Le premier chemin de fer détenu et géré par des membres des Premières Nations, Transport ferroviaire Tshiuetin, bénéficiera de financement de la part la Banque canadienne d’infrastructure (BCI), ainsi que des gouvernements canadien et québécois au cours des prochaines années, a-t-on dévoilé jeudi.

Coralie Laplante
Coralie Laplante La Presse

La BCI investira un prêt à long terme de 50 millions de dollars dans l’entreprise, dans le cadre de l’Initiative d’infrastructure pour les communautés autochtones (IICA). Québec injectera pour sa part 5 millions de dollars sous forme de prêt, en lien avec son Plan d’action nordique 2020-2023.

La compagnie de transport ferroviaire, qui ne manque pas de pain sur la planche, s’est réjouie de cette annonce. « Il reste beaucoup à faire, [il faut] planifier et organiser tous les projets », a évoqué la directrice générale de l’entreprise, Tanis Peterson, en entrevue avec La Presse.

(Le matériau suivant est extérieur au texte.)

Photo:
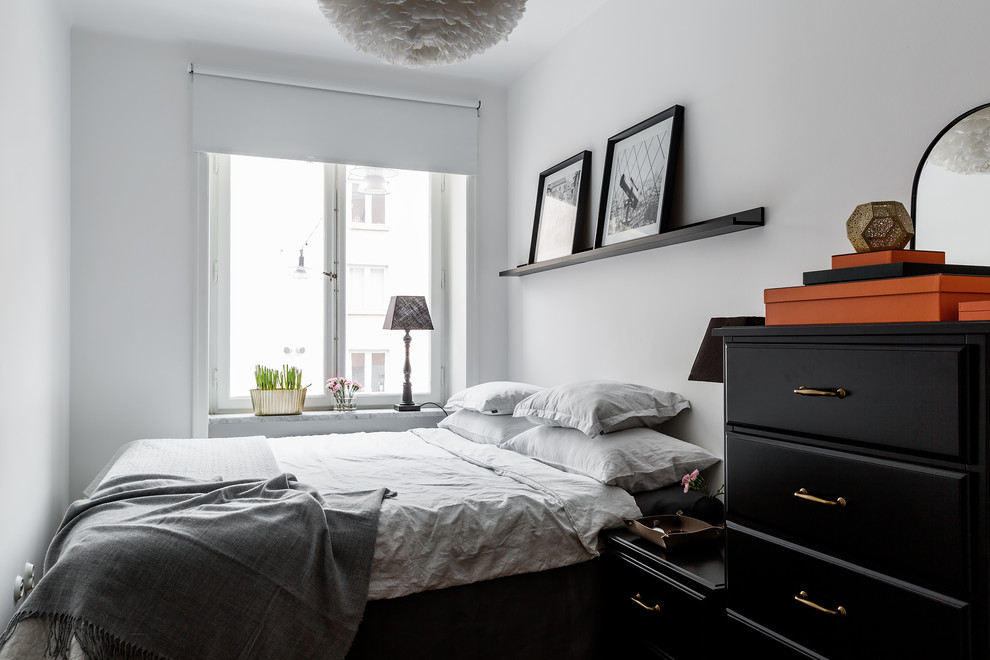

Transports Canada a également renouvelé son engagement envers la compagnie, en continuant de lui accorder des subventions. Le montant accordé à Tshiuetin augmentera « d’au moins 12 millions de dollars par année », peut-on lire dans le communiqué officiel.

Un service essentiel

L’entreprise de transport ferroviaire possède depuis 2005 un chemin de fer régional de 217 kilomètres et un service consacré aux passagers de 574 kilomètres, entre Schefferville et Sept-Îles. Il permet de garantir la mobilité de plusieurs nations autochtones de la région du Labrador et du nord-est du Québec.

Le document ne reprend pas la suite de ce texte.